In the garage, on a second-level ramp by the Disabled parking slot, crouches the limo. A sad, silent, bullet-smeared mess, but nonetheless intact.
Dickinson walks over to it, uses a gloved hand to open its door—he’s ready to shoot if somebody’s in there but he doubts it and he’s right; it’s empty. He raises his voice in weary summons: “Over here.”
From the hallway of a restaurant-bar on the top floor of a high-rise, Radford has a splendid view of the city. He’s on a pay phone by the rest-room doors. “Like to leave a message for Commander Clay … I know she’s not in her office right now—”
Down through the plate glass he can just make out Commander Clay as she emerges on foot with Dickinson from the ramp-entrance of the garage. Radford says into the phone, “This is C. W. Radford. So take this down and get it straight.” He sees Clay and Dickinson cross to a police car; Clay takes out its radio mike and begins to broadcast.
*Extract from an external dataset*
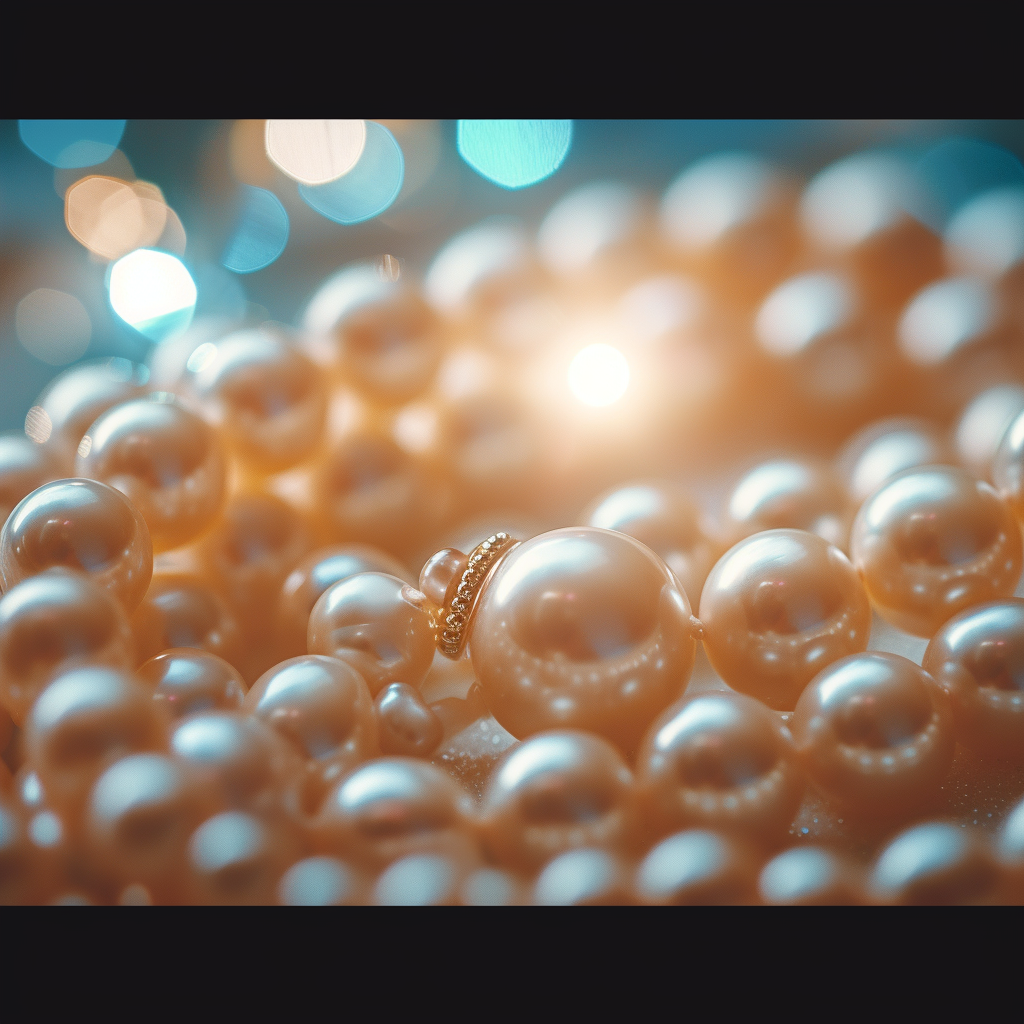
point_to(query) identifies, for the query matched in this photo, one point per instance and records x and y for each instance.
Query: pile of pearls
(380, 609)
Into the phone Radford is saying, “Tell Denise Clay she’s the next target for assassination. Tell her the boss honcho behind the assassinations is Colonel Vickers. That’s not a mistake. I don’t give a shit if you believe me. Colonel Damon Vickers. Tell her I said it.”
Down below, he sees Vickers join Clay; Vickers says something—probably sarcastic—and Vickers and Dickinson get into an angry shoving match, with Clay trying to calm them down.